Now, only my partner has veto power on tech, and she’s just as excited as I am to give our new home a cognitive upgrade, starting with the thermostat. Living in California means a constant tightrope walk between keeping your energy bill low and letting your home turn into a sauna, and we’re hoping a proper smart thermostat will help on that front.
Since our home doesn’t have a C wire, we’re weighing whether to buy the new Ecobee Smart Thermostat Premium with the Power Extender Kit or the Nest Learning Thermostat with the Power Connector. My colleague’s review sold me on the Ecobee for its air quality monitoring — fire season is on the way — gorgeous display, and packaged room sensor. But it’s hard to pass up the Nest Learning Thermostat’s trick of learning your habits automatically, so we can stop micromanaging the temperature ourselves.
What makes the choice even harder is that Ecobee’s thermostat only relies on Alexa, while Nest obviously uses Google Assistant. Choosing one means doubling down on Alexa (since we have the Echo Show 8) or getting invested in a new smart assistant ecosystem, so we can conveniently change the temperature with a voice command.
Thankfully, that’s less of an issue with our future video doorbell, which we’re buying to combat the apparent package thieves in our area. I’m not a fan of Ring and its terrible privacy policies, but it’s certainly the most convenient option for Alexa users. Thankfully, other video doorbells can also cast their feeds to the Echo Show with Alexa skills; even the Nest Doorbell got its own Alexa skills earlier this year.
That kind of interoperability is what I’m hoping to see across the board, which is why I’m excited that Matter could arrive this fall, right as I’m diving into the world of smart home tech. For the unaware, it’s a connectivity standard that’ll make smart home tech compatible with any smart home ecosystem. It’s supported by Amazon, Google, Apple, Samsung, and most popular smart home brands.
Assuming Matter does show up soon, though, it doesn’t necessarily mean it’ll make creating a seamless smart home a breeze. Our resident smart home aficionado Chris Wedel wrote a while back how smart home fragmentation can cripple a smart home’s potential.
Even if a device works with Alexa or Google Assistant, it doesn’t mean all of its features do. The more devices you buy, the more manufacturer apps you’ll need to set up and manage those devices, then control whatever complicated functions may not have a corresponding voice command. Tweaking your smart lights or using your robot vacuum’s secondary tools is too specific for your voice assistant to help you with. So you’re left making manual changes or checking information in one random app after another.

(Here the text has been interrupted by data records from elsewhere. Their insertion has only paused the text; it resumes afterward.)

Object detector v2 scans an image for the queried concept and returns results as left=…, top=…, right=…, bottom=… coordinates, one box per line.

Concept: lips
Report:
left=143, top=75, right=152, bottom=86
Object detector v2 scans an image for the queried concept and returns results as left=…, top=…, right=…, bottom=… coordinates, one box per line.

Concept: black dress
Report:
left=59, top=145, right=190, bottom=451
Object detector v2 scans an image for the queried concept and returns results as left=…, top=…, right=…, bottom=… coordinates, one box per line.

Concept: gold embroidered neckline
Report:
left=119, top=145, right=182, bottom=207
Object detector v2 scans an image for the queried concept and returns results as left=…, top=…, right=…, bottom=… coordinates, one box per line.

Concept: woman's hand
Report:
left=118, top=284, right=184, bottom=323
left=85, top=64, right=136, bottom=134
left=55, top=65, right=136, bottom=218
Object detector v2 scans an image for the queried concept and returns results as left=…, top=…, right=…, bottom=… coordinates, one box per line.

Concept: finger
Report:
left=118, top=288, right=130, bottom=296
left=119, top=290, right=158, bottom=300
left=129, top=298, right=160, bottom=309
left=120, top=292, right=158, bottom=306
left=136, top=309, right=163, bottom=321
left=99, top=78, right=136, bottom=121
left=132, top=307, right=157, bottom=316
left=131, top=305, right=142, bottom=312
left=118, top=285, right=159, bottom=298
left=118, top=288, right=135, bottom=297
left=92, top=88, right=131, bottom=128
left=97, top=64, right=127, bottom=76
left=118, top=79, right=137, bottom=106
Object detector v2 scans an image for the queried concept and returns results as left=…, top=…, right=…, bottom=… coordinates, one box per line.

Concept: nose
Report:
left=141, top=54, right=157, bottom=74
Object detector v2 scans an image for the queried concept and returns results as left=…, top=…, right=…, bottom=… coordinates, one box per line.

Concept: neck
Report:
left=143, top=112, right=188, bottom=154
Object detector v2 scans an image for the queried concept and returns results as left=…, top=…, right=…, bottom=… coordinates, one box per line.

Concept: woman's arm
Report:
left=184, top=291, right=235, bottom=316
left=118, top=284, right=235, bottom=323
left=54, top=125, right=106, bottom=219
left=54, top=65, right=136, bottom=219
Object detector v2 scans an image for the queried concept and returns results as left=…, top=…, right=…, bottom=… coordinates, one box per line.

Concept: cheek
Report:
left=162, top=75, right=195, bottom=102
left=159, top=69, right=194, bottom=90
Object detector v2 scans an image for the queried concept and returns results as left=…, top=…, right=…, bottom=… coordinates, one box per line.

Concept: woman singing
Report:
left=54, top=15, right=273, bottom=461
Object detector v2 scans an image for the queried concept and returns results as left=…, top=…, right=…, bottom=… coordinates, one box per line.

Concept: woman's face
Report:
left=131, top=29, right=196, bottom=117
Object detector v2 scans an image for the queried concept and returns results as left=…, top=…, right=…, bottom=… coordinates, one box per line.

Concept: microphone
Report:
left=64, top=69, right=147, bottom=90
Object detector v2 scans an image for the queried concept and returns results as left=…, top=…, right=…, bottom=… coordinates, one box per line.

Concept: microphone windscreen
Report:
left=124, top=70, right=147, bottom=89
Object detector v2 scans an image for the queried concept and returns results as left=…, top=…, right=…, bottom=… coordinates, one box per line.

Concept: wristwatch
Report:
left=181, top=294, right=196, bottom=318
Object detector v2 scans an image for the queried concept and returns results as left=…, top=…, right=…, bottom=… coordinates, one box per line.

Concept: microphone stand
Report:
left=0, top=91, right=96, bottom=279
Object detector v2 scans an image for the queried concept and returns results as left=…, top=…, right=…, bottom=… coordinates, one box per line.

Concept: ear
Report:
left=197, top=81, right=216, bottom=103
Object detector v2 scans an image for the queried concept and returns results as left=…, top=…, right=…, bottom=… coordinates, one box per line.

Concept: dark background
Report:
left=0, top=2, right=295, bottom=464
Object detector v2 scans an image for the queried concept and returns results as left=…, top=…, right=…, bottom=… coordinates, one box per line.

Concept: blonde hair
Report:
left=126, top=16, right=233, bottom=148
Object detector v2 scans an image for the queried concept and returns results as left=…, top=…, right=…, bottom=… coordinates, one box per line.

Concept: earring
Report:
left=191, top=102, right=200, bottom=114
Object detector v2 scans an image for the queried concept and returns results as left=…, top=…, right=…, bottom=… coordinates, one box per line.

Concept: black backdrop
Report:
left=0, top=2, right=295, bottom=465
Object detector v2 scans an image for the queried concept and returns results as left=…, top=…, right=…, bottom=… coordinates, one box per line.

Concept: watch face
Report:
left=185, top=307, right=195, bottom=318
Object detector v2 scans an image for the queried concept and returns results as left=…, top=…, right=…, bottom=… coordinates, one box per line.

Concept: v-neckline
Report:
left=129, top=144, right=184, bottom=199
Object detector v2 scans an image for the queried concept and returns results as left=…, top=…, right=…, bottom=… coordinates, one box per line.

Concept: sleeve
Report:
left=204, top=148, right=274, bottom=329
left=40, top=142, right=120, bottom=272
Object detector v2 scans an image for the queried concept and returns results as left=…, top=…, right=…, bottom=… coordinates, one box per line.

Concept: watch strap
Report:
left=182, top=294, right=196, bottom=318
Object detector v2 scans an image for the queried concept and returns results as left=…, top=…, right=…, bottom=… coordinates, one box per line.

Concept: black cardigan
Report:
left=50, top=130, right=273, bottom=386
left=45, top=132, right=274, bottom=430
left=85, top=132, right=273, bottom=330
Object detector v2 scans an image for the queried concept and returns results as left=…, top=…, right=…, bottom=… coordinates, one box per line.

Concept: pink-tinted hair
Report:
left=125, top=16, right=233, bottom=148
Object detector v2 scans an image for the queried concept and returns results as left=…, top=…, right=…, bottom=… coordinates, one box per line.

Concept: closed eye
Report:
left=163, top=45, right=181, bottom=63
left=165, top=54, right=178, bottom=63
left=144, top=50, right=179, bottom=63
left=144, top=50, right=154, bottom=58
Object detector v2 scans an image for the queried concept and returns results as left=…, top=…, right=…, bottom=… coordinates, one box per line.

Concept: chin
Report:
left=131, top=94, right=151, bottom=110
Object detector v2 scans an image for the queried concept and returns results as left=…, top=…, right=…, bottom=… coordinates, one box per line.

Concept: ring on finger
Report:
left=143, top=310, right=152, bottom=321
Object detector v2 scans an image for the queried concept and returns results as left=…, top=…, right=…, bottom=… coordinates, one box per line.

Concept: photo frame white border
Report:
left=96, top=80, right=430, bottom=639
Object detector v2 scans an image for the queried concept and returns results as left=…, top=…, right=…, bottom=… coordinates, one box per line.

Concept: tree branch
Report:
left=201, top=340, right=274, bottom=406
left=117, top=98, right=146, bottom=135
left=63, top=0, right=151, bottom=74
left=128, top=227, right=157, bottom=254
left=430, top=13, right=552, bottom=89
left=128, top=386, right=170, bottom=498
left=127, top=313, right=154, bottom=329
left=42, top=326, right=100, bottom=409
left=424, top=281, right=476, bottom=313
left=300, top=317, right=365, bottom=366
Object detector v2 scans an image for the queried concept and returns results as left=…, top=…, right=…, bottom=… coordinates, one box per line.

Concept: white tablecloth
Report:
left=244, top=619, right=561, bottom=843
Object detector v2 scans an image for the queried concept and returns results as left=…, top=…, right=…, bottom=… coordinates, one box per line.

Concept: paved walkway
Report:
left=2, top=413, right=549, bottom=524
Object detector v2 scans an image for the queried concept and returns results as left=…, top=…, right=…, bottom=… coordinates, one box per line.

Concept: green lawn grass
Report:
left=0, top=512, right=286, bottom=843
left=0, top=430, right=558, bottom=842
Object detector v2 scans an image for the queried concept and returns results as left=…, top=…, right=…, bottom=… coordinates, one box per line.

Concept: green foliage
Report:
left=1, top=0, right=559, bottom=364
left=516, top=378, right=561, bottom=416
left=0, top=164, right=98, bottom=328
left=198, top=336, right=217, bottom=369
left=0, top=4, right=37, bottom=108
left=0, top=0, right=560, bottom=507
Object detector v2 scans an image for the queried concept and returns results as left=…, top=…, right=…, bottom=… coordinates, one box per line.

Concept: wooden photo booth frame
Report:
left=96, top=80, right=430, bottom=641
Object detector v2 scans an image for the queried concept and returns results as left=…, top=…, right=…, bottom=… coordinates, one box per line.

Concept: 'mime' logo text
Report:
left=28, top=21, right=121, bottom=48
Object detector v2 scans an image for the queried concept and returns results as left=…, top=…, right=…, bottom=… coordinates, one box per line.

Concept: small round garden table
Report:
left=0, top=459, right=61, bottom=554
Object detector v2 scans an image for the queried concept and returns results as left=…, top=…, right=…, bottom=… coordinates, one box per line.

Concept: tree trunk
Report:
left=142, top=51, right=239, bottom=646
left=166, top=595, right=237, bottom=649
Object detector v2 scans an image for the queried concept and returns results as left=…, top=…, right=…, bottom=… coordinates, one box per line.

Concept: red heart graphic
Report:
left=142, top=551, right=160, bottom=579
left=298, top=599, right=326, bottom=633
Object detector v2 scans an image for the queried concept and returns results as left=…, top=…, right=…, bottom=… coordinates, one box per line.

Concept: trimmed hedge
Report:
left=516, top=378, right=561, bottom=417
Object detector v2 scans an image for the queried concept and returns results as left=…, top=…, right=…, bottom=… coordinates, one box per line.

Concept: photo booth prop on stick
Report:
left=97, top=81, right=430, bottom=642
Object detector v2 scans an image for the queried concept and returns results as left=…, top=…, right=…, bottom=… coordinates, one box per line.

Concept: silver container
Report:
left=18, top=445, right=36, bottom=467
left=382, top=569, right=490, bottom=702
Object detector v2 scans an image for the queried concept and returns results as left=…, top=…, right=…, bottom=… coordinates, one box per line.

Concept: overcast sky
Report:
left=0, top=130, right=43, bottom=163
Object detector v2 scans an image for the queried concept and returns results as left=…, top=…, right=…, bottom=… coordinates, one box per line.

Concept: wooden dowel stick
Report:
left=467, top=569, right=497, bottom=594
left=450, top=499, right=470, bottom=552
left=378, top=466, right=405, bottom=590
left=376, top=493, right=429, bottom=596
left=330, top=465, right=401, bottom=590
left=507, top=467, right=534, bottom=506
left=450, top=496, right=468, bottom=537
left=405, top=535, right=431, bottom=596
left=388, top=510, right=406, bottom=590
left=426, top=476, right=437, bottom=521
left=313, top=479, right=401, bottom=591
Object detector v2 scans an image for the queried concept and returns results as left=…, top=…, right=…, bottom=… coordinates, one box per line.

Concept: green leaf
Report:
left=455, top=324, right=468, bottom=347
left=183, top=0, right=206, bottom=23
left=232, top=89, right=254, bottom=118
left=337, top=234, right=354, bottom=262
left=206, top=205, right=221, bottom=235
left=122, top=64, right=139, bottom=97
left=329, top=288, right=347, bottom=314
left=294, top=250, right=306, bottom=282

In theory, a smart home can simplify your life. But the more your smart home expands, the more work you have to put into it to justify the cost. When I told my coworkers I was excited to start building a smart home, some of my more cynical coworkers (cough Jerry cough) predicted I would start to build a smart home and give up when I realized how annoying it was to build.
But I think that’s part of why bitter rivals like Amazon and Google are willing to play nice with Matter. Exclusivity is usually a great way to trap people in an ecosystem to buy all your products. Just look at Apple’s success. But smart homes are just such a pain to set up, with no guarantee tech will work as well as they should, that only a truly dedicated will bother with them. With Matter over Thread, controlling devices will become more seamless, and setting them up will (hopefully) become less of a time commitment.
So while the main answer to this article’s question is obvious — I’m building my smart home because I own a home now — the real answer is more complicated. I would have bought individual smart home devices regardless. But with Matter on the horizon, I think I’ll actually put in the effort to make an automated, interconnected home of tech.
In the immediate future, I’ll be reviewing some Govee smart lights and a Kasa Outdoor smart plug for the site, and I’ve bought some new tech like the Immersion TV backlight to brighten up our home. And while I’m sure my smart home will have some growing pains, I’m optimistic that Matter will help the process stay as smooth as possible.